Thursday Reading and Recommendations is intended as bookish free-for-all, for the discussion and recommendation of all books historical, or tangentially so. Suggested topics include, but are by no means limited to:
Regular participants in the Thursday threads should just keep doing what they've been doing; newcomers should take notice that this thread is meant for open discussion of history and books, not just anything you like -- we'll have a thread on Friday for that, as usual.
I guess I’ll start
Would David Lister’s Forgotten Tanks and Guns of the 1920s, 1930s, and 1940s be a good and accurate purchase, given how recent investigations into topics covered in the book (namely mysterious Japanese heavy tanks) were proven to be at least partially wrong?
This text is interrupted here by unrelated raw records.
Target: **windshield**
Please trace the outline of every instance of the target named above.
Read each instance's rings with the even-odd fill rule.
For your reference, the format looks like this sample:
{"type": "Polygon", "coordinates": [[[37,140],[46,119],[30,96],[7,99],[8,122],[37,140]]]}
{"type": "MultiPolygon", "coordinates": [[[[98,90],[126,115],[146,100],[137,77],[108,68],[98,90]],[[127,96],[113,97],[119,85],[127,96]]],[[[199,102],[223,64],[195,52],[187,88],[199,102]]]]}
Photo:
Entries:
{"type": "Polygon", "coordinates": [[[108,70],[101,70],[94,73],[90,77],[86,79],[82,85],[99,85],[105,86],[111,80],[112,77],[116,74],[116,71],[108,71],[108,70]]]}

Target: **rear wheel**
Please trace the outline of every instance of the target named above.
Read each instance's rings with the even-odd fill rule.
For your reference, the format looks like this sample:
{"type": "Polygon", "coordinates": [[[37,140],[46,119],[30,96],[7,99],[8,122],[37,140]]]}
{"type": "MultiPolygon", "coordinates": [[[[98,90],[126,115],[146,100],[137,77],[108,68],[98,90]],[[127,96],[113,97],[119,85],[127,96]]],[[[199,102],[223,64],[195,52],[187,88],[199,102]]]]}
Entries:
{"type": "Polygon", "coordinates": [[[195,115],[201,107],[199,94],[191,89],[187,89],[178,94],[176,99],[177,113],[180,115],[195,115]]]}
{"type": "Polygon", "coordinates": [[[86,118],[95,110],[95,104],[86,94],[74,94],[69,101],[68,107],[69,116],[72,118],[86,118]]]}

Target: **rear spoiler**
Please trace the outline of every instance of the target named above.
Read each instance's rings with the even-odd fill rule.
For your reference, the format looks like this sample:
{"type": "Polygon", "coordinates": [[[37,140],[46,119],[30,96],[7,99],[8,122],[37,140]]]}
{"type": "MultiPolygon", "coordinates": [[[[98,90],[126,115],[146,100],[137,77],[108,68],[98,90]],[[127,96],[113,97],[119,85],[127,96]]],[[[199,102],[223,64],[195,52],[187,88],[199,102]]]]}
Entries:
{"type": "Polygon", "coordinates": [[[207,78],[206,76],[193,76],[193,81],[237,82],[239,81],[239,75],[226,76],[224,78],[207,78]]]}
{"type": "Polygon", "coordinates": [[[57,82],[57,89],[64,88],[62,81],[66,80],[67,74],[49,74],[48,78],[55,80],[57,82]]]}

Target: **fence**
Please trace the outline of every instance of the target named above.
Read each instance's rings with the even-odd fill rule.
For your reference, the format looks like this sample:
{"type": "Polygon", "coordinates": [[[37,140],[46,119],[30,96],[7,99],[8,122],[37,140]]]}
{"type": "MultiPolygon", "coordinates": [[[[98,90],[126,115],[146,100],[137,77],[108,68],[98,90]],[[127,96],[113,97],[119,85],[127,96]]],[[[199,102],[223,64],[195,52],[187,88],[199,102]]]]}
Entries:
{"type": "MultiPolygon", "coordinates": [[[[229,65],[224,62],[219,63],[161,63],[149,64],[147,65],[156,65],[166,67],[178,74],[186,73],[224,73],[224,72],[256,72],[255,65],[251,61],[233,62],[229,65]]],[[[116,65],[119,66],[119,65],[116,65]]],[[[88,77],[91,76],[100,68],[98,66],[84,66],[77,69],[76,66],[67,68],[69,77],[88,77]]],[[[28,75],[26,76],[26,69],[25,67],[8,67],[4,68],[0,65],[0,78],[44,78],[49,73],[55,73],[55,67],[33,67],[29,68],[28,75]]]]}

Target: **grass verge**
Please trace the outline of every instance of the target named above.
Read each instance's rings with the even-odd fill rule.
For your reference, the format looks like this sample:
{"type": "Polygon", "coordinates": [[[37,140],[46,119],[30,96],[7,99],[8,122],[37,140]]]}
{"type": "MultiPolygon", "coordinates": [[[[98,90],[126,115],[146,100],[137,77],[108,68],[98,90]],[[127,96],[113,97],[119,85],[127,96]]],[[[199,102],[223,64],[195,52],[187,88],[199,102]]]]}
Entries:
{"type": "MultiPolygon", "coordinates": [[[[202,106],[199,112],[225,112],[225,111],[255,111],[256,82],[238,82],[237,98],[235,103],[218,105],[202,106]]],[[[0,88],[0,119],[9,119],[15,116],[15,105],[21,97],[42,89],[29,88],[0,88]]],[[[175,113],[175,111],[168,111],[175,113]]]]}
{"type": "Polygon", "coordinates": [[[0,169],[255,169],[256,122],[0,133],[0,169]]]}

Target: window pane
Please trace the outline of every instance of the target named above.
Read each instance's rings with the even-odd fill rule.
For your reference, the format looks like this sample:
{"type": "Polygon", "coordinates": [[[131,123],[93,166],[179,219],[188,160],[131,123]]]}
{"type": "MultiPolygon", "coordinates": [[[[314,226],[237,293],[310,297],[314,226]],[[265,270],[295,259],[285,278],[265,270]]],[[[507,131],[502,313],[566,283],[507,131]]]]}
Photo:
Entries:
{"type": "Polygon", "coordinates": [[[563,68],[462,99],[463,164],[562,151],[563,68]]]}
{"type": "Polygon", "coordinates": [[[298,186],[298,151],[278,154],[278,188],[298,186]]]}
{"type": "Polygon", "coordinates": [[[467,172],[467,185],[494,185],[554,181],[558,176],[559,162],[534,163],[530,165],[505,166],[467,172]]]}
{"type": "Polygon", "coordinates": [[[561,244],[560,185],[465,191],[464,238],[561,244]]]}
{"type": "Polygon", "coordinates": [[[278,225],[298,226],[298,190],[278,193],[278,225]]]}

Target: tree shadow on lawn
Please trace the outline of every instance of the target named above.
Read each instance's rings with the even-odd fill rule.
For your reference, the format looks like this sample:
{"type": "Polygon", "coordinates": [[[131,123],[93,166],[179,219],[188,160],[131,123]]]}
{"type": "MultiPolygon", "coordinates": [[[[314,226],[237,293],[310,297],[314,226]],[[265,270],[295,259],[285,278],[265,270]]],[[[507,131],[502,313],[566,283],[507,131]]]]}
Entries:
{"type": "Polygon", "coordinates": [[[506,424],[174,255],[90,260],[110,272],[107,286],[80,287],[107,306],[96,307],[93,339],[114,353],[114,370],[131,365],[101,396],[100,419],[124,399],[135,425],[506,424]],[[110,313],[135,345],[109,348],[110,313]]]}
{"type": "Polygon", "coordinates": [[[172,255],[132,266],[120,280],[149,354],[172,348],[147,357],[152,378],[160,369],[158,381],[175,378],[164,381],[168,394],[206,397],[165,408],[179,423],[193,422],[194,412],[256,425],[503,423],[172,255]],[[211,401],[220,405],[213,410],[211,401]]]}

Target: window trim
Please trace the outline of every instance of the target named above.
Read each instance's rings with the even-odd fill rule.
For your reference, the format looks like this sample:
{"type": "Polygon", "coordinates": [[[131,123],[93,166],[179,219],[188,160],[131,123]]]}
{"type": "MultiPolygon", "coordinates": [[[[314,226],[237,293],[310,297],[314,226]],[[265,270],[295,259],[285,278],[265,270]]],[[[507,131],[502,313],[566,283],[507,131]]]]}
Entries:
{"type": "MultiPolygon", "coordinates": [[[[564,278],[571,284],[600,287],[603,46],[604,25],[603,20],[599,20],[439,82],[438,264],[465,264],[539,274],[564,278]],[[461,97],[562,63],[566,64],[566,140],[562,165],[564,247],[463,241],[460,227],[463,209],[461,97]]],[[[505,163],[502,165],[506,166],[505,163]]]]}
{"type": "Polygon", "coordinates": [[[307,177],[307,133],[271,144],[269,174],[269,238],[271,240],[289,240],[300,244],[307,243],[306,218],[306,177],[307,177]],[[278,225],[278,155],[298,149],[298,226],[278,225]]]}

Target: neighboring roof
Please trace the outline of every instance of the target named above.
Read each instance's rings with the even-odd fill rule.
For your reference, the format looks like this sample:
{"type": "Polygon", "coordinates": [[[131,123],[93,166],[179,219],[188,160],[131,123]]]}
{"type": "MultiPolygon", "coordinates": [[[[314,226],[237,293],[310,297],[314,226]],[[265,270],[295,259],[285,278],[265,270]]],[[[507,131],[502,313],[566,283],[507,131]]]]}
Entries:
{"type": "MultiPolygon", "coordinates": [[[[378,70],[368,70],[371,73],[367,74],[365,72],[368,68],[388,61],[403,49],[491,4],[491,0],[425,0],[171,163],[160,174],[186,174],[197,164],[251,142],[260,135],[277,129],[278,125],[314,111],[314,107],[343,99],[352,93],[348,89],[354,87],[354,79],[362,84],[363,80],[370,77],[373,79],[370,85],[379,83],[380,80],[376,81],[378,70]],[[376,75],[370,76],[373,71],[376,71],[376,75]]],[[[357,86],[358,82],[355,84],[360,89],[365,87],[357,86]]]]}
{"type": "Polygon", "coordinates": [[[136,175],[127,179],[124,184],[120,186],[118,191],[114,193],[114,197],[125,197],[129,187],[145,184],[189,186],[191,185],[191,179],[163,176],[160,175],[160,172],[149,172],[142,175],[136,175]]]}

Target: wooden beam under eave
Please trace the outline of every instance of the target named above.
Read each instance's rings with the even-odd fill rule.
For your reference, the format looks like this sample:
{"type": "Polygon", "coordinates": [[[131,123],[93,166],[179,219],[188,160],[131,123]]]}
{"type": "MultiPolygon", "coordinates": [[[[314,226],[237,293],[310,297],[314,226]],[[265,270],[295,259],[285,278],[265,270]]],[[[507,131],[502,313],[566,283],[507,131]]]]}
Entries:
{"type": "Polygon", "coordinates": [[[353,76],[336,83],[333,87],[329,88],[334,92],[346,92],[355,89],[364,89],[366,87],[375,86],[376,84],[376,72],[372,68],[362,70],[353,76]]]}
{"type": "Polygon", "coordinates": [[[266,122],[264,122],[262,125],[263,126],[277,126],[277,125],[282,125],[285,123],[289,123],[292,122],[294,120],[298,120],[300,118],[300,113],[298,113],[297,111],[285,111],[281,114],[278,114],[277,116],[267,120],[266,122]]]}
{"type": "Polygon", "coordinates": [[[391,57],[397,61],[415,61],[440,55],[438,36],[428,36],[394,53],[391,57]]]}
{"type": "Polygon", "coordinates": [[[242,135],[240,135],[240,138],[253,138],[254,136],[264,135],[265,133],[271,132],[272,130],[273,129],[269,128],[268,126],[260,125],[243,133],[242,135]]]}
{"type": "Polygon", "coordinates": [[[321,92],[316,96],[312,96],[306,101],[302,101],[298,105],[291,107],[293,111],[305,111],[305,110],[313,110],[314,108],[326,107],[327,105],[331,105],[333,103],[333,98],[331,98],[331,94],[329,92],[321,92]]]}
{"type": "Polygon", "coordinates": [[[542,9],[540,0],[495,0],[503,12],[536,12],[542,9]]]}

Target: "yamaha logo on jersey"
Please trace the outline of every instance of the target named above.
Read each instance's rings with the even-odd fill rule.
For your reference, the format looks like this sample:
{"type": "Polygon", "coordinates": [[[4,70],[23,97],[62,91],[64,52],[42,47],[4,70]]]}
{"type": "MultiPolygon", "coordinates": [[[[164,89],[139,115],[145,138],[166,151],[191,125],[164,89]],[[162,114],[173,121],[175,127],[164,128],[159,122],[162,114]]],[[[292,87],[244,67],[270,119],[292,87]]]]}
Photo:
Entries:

I'm once again asking for recommendations:
(1) Any recs for "urban legends" of old? I'm mostly looking for spooky stories about y'know cowboy apparitions, headless nuns, ghost ships, that sort of stuff.
(2) Any recs on ye olde Wild West fashion. Male or female, doesn't matter.
(3) Anything on early paleonthology efforts.
^(yeah I'm watching RDR2 Let's Plays, why do you ask?)
Thanks in advance for any and all suggestions, you lovely pretzels.
For anyone who's read both The Search for Modern China by Jonathan Spence and Making China Modern by Klaus Mühlhahn, how would you compare them?
Does anyone have any recs on Simon Bolivar biographies?
Could someone recommend me something on the beginning of the Cold War (so 1946-48)? I need to do a bit of reading about this for an assignment, so I went here for an expert opinion on what books are the best.
Any of y’all got any suggested reading(s) on the early history of labor unions in the US? And another that specifically covers the early history of LIUNA?